El último gran héroe

Frente a esta condición caótica y terrorífica digitada desde el Estado –la última establecida en Occidente– es necesario oponerle una nueva clase de héroe cinematográfico. Así es que nace Jason Bourne, interpretado por Matt Damond con las dosis justas de violencia, melancolía e incertidumbre. Este ex agente de la CIA sufre de amnesia, no tiene pasado y carece de vida privada (todo eso le fue robado por la agencia de inteligencia). Es el mejor resultado de un programa secreto destinado, dicen sus propiciadores, a combatir el terrorismo. Pero algo no les salió como esperaban y entonces no tienen más remedio que salir a cazar a Bourne, porque al ser un producto interno es quien mejor capacitado está para acabar (al menos en parte) con ese orden perverso.

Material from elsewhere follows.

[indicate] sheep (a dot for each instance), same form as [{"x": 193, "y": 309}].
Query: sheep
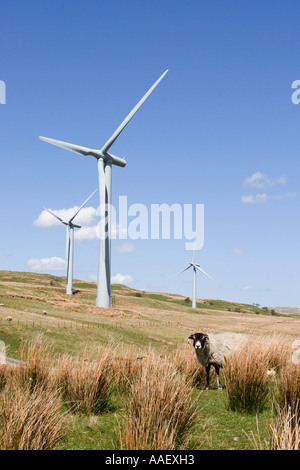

En esta especie de juego de ajedrez que es toda la película, ambos bandos, Bourne y la CIA, se la pasan moviendo piezas: la ya citada secuencia de Waterloo es un buen ejemplo; pero mejor aún es aquella en la que el ex agente utiliza –desplaza– a Pamela (Joan Allen), única persona que se opone a los métodos de la agencia desde adentro, para desviar la atención y poner en jaque a sus rivales: infiltrarse y robar unos documentos secretos (otra vez aquí Greengrass demuestra un perfecto manejo del tiempo, el fuera de campo y el suspenso). Y en este juego, entonces, Bourne logra imponerse gracias a sus dos características más importantes: su inteligencia y su ética. Con la primera consigue vencer a las fuerzas de la CIA; con la segunda obtiene un logro personal, una superación, una salvación que, en el contexto del film, se vuelve lo más importante. Bourne lleva la marca del individualismo anarquista americano, aunque ésta se manifiesta más de manera inconsciente e intuitiva, ya que la amnesia que padece le impide hacerse una idea acabada de lo que lo rodea y, por lo tanto, asumir una posición establecida frente a ello. Sin embargo, sí practica una ética, que es individual, ya que se opone al (des)orden estatal. Cargado de culpas, con el dolor de varias muertes a cuesta, Bourne le perdona la vida a uno de sus cazadores (algo que ya se había anticipado en la primera escena). No lo hace por piedad. Lo hace por convencimiento, por esa ética que decide poner en práctica y que representa lo contrario a la maquinaria asesina de la CIA. El final, con la caída definitiva del héroe, su descanso en el agua y su renacimiento (esto es algo bien gráfico en el film), representa el triunfo definitivo de una conducta y una ética personales, las únicas posibles y necesarias, parece decir Greengrass, en mundo infernal delimitado por los aterradores tentáculos del Estado. Y lo hace a través de una película de acción, nerviosa y desesperada.